The brakes are released
When a guide dog is finally allowed to run free, the brakes are released. Many Labrador and Golden Retrievers, shepherds, king poodles and crossbreeds like to dive into the water. A smelly ditch or a dirty mud puddle is a favorite for many dogs. Once released, they can also play with other dogs, interact with other people, sniff and just be “dogs”.
There is often a big difference between a controlled, focused guide dog that is at work and a free dog that has a lot of fun.

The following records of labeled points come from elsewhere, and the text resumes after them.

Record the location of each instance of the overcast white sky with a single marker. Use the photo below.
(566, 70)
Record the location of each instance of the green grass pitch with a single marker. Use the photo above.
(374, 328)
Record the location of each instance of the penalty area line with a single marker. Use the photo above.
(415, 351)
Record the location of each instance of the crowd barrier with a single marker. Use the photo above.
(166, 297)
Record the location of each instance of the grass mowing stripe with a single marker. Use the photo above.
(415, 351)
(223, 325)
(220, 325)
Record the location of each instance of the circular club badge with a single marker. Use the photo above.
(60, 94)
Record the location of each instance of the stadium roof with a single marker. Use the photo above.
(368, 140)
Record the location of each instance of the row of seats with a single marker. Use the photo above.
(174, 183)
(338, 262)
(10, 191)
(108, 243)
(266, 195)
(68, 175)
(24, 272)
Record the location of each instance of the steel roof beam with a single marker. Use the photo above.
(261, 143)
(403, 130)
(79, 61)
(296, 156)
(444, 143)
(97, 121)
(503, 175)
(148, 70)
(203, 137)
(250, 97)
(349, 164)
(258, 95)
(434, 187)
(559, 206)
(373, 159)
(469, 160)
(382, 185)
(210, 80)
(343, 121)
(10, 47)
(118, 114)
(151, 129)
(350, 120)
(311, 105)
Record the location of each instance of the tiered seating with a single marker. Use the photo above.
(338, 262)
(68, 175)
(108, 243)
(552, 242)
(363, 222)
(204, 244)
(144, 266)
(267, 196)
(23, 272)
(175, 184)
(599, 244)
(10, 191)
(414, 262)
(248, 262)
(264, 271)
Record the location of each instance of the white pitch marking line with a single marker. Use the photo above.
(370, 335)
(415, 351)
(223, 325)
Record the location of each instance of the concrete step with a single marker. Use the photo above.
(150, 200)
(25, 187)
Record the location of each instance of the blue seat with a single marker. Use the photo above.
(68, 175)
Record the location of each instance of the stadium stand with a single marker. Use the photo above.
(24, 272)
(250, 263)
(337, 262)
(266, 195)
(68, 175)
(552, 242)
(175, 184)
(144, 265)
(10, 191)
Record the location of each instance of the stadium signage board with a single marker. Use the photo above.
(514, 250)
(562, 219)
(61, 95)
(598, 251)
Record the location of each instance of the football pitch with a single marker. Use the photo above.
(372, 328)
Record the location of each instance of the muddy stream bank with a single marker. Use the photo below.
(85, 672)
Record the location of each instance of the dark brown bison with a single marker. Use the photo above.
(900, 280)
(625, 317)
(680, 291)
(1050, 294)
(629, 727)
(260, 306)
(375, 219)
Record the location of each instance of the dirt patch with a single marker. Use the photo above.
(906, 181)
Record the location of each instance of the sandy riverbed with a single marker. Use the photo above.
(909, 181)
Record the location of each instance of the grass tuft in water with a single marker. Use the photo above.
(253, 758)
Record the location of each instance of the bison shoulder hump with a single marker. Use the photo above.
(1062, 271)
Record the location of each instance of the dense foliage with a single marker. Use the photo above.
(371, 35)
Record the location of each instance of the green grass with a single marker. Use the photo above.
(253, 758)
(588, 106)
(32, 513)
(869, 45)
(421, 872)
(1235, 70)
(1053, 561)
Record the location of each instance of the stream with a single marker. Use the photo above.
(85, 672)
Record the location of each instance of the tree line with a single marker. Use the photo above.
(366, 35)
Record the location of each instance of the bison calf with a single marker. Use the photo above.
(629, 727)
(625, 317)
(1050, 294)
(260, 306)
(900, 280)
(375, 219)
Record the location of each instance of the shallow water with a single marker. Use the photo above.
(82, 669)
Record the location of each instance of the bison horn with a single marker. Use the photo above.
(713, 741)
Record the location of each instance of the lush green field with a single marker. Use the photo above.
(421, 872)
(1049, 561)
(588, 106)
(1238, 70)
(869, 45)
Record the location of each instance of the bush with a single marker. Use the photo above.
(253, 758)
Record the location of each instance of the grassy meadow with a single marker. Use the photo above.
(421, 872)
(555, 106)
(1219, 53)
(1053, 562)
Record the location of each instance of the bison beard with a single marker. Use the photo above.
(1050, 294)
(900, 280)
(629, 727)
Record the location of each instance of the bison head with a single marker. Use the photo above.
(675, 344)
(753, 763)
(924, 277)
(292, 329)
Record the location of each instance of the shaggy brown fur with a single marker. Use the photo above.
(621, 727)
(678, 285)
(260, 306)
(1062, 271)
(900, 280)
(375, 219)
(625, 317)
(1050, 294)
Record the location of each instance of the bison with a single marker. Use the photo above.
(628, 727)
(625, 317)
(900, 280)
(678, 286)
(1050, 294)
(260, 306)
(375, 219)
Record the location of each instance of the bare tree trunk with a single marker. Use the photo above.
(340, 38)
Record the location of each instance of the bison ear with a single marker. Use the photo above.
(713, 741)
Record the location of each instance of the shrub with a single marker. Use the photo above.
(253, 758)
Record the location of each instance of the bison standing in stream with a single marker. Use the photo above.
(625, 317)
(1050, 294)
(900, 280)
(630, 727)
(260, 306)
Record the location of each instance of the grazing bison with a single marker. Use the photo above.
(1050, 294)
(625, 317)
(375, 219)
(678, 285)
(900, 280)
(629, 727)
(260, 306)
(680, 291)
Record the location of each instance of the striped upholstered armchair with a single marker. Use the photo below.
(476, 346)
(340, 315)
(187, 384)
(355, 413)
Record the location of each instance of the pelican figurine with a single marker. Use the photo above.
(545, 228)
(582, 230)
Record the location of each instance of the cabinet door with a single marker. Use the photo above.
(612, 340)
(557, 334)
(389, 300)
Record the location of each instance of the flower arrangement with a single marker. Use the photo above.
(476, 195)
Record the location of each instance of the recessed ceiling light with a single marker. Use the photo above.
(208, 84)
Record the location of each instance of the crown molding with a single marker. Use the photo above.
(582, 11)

Contractual obligation for a person with a visual impairment
In the Netherlands, the guide dog centers advise to let a guide dog run free for at least half an hour a day. At a number of guide dog schools, this is even contractually established and must be signed by the guide dog user. This advice is not always possible for everyone, for example for people who regularly have to make long journeys by public transport for work, study or hobby. However, the guide dog still gets enough relaxation because the owner takes a long and long walk with the dog as a free dog on other days.
A guide dog is absolutely not pathetic; Just like a normal house dog, he also gets plenty of free time in the forest, in the park or at a swimming pond, as well as enough time to play with it. A guide dog is +/- 90% a house dog that is free and allowed to play, and only about 10% a guide dog that works.